SITH: Semantic Inspection of Transformer Heads

From Weights to Concepts: Data-Free Interpretability of CLIP via Singular Vector Decomposition

Francesco Gentile¹, Nicola Dall'Asen^1,2, Francesco Tonini^1,3, Massimiliano Mancini¹, Lorenzo Vaquero³, Elisa Ricci^1,3

¹University of Trento ²University of Pisa ³Fondazione Bruno Kessler

Overview

SITH is a data-free, training-free, weight-based interpretability framework for CLIP's vision transformer. For each attention head, it decomposes the Value-Output (VO) weight matrix via Singular Value Decomposition (SVD), revealing the head's dominant computational directions. Each singular vector is then interpreted using COMP (Coherent Orthogonal Matching Pursuit), a novel sparse decomposition algorithm that explains it as a non-negative combination of human-interpretable textual concepts, optimizing for both reconstruction fidelity and semantic coherence.

Key Features

Data-free — analysis is performed directly on model weights, with no dataset or activations needed.
Training-free — no optimization or gradient computation required.
Fine-grained — provides intra-head explanations at the individual singular vector level.
Actionable — enables precise model edits (suppressing spurious correlations, removing unsafe concepts, improving classification) without retraining.

Installation

SITH can be installed as a standalone library if you are interested in the core components (CLIP model utilities, sparse dictionary learning algorithms, etc.) without reproducing the paper's experiments:

uv pip install git+https://github.com/frangente/SITH.git

To reproduce the paper's experiments, clone the repository and install the dependencies:

git clone https://github.com/frangente/SITH.git
cd SITH
uv sync --frozen                       # core dependencies
uv sync --group scripts --frozen       # + dependencies for data preparation scripts
uv sync --group experiments --frozen   # + dependencies for experiments

Data

All scripts and experiments expect intermediate data under data/ in the repository root.
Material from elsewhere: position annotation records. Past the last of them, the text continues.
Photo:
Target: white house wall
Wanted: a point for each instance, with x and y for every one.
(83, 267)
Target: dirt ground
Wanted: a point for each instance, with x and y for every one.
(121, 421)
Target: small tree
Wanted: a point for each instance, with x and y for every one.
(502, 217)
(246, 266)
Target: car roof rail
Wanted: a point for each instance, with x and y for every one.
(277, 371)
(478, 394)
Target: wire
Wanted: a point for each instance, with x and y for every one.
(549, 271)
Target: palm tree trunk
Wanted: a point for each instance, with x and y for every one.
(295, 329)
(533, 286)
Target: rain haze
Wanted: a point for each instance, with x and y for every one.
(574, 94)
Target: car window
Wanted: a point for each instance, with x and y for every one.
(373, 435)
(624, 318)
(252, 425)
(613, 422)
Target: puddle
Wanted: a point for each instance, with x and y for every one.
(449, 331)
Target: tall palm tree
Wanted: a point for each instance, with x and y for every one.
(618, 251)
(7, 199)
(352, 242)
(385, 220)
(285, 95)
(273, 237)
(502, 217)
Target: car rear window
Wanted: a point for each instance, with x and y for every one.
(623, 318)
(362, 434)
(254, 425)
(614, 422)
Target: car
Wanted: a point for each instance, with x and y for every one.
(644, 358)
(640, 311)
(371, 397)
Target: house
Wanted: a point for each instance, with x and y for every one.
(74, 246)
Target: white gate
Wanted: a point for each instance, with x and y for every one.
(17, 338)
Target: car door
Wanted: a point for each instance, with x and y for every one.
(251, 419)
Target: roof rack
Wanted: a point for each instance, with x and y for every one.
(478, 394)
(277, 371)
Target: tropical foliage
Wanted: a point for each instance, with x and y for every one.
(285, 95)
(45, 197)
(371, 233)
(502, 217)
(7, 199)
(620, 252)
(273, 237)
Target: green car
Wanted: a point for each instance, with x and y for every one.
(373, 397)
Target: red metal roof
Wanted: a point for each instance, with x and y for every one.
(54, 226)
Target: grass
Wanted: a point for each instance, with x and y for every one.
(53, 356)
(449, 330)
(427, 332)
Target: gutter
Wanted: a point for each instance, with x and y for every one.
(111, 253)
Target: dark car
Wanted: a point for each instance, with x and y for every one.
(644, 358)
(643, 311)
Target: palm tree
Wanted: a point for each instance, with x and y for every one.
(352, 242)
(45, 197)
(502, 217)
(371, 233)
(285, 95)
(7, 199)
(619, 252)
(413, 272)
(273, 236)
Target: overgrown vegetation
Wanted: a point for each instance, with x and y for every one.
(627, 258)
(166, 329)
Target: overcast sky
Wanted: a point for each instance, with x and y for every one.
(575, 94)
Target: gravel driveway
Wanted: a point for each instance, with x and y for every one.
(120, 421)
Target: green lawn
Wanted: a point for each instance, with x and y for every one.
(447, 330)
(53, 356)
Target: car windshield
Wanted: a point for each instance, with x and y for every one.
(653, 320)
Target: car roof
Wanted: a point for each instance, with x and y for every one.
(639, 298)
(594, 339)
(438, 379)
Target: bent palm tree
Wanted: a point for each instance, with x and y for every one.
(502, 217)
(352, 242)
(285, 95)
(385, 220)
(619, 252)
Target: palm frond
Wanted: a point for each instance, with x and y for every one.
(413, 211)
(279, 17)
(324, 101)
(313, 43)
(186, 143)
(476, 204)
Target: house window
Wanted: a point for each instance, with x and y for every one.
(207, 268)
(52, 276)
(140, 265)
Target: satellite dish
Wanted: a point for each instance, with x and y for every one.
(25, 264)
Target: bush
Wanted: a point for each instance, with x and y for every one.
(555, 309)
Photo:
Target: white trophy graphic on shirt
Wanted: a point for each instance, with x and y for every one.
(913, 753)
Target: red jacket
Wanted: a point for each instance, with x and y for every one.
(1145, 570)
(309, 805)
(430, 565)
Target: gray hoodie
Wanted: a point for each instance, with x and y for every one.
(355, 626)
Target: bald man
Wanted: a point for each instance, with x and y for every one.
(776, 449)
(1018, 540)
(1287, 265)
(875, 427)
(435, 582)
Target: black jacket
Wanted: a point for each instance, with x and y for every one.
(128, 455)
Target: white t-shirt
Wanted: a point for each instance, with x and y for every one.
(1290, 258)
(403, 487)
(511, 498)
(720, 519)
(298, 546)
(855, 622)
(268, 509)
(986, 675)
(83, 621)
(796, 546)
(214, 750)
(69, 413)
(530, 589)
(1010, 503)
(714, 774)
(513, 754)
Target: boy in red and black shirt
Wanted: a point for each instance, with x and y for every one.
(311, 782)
Pre-computed resources for the experiments in the paper are available on Google Drive and can be downloaded with:

uv run python scripts/download_model_data.py \
    --model-name ViT-L-14 \
    --pretrained laion2b_s32b_b82k

The expected layout is:

data/
├── dictionaries/                          # Textual concept pools
│   ├── conceptnet.txt
│   ├── wordnet.txt
│   └── ...
└── models/
    └── ViT-L-14/                          # Model architecture
        └── laion2b_s32b_b82k/             # Pretrained weights
            ├── image_mean.pt              # Mean image embedding (over CC12M)
            ├── dictionaries/              # Encoded dictionaries
            │   ├── conceptnet.pt
            │   └── ...
            └── decompositions/            # SITH decompositions
                ├── layer-20_right_foldln_conceptnet_comp-0.3_sparsity-5.pt
                ├── layer-20_left_nofoldln_conceptnet_omp_sparsity-10.pt
                └── ...

Decomposition filenames encode the key parameters for quick identification:

layer-{layer}_{left|right}_{foldln|nofoldln}_{dictionary}_{method}_sparsity-{K}.pt

Each .pt file contains a dict with scores and indices tensors, representing the sparse decomposition of the specified singular vectors for all heads in the given layer. Each tensor has shape (num_heads, rank, K), where rank is the number of singular vectors decomposed per head and K is the sparsity level (number of concepts selected per vector).

Scripts

If you want to recompute the resources from scratch (e.g., for a different model or dictionary), the scripts under scripts/ cover the full pipeline.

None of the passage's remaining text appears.